WILSON 301 – As tardy students fumbled their way into rows of seats occupied by students who already managed to sprawl their shit out all over the floor, creating an obstacle course like no other, Professor Tindre announced in front of his Intro to Marsupial Copulation class that his originally planned lecture on opossum penises would be postponed to Friday. That day’s lecture would feature a movie examining how to put the kanga in the roo.
“Aw fuck yeah! A movie!” third year student Hugo Dixon thought to himself before dapping up his adjacent classmate. “This is gonna be dope!” Several additional students shared Dixon’s excitement, but many others had concerned thoughts.
“Putting the kanga in the roo? What the fuck does that mean?” asked second year student Madeline Pusé incredulously. “I don’t know,” responded Chip Dickens, a fourth year student, “But I sorta wanna find out.”
The class continued to fantasize over what could be in store for them with such an enigmatic movie title. On-site polling by The Declaration showed 10% of in-class students definitely wanted to stay and watch the whole thing, 34% wanted to leave as soon as possible, 22% would give it at least 10 minutes before leaving, and the remaining 34% of students were baked as fuck.

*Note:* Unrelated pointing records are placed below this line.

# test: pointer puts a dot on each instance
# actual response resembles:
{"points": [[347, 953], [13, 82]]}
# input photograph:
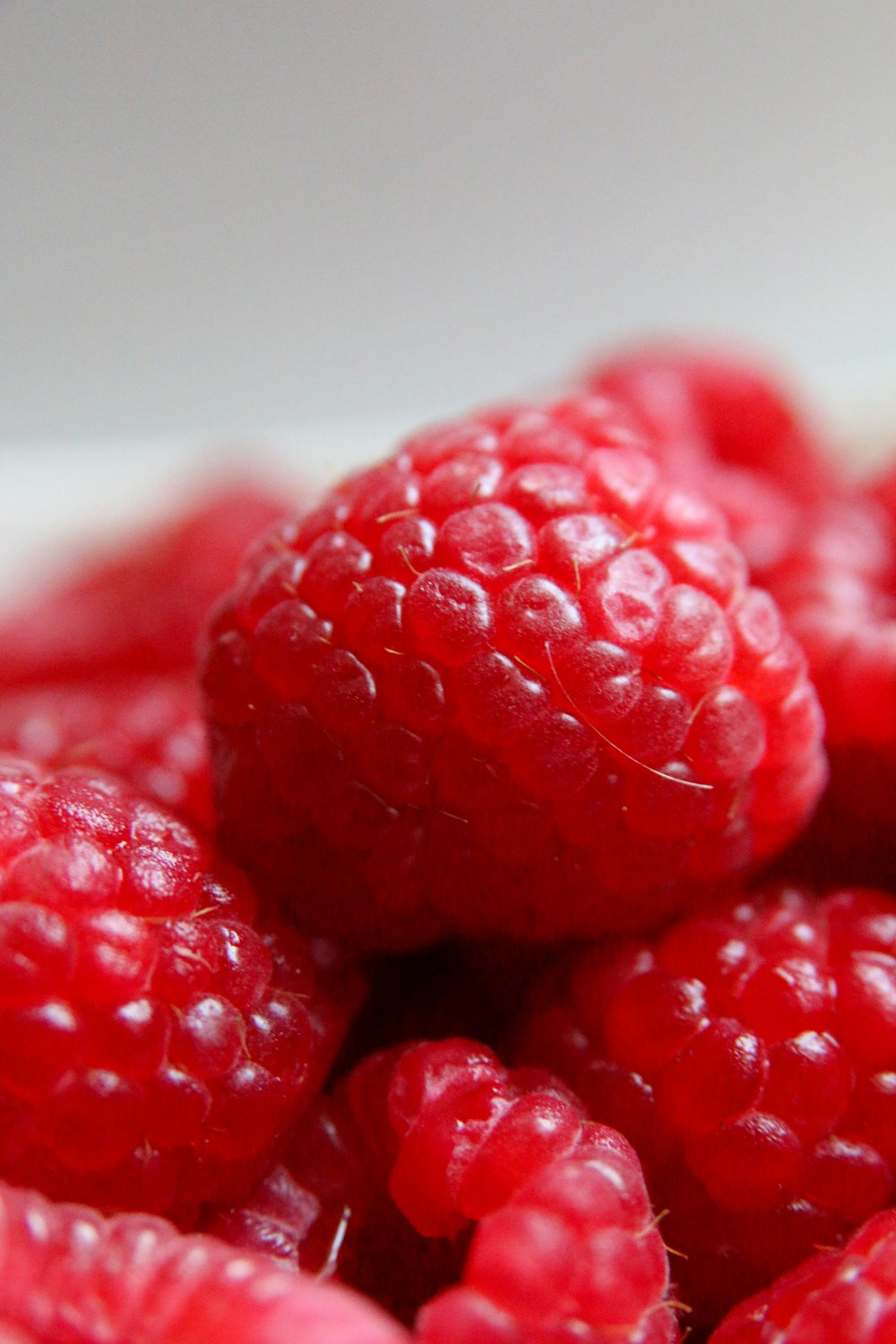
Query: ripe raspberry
{"points": [[506, 682], [139, 607], [147, 730], [564, 1246], [837, 1297], [325, 1209], [66, 1273], [723, 422], [750, 1056], [153, 1043], [837, 588]]}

As the lights in the lecture hall dimmed, students and reporters alike began making their way toward the exits as the film commenced with Mike Tyson narrating a live kangaroo birth in what appeared to be a parking garage for a Guy Fieri restaurant.
“Yeah, fuck that,” said Madeline Pusé, as she lit a cigarette outside and checked her phone for notifications for the eighth time that minute.
Derek Richardson is a third-year who watched Dragon Tales last night while sensually eating a Chipotle burrito.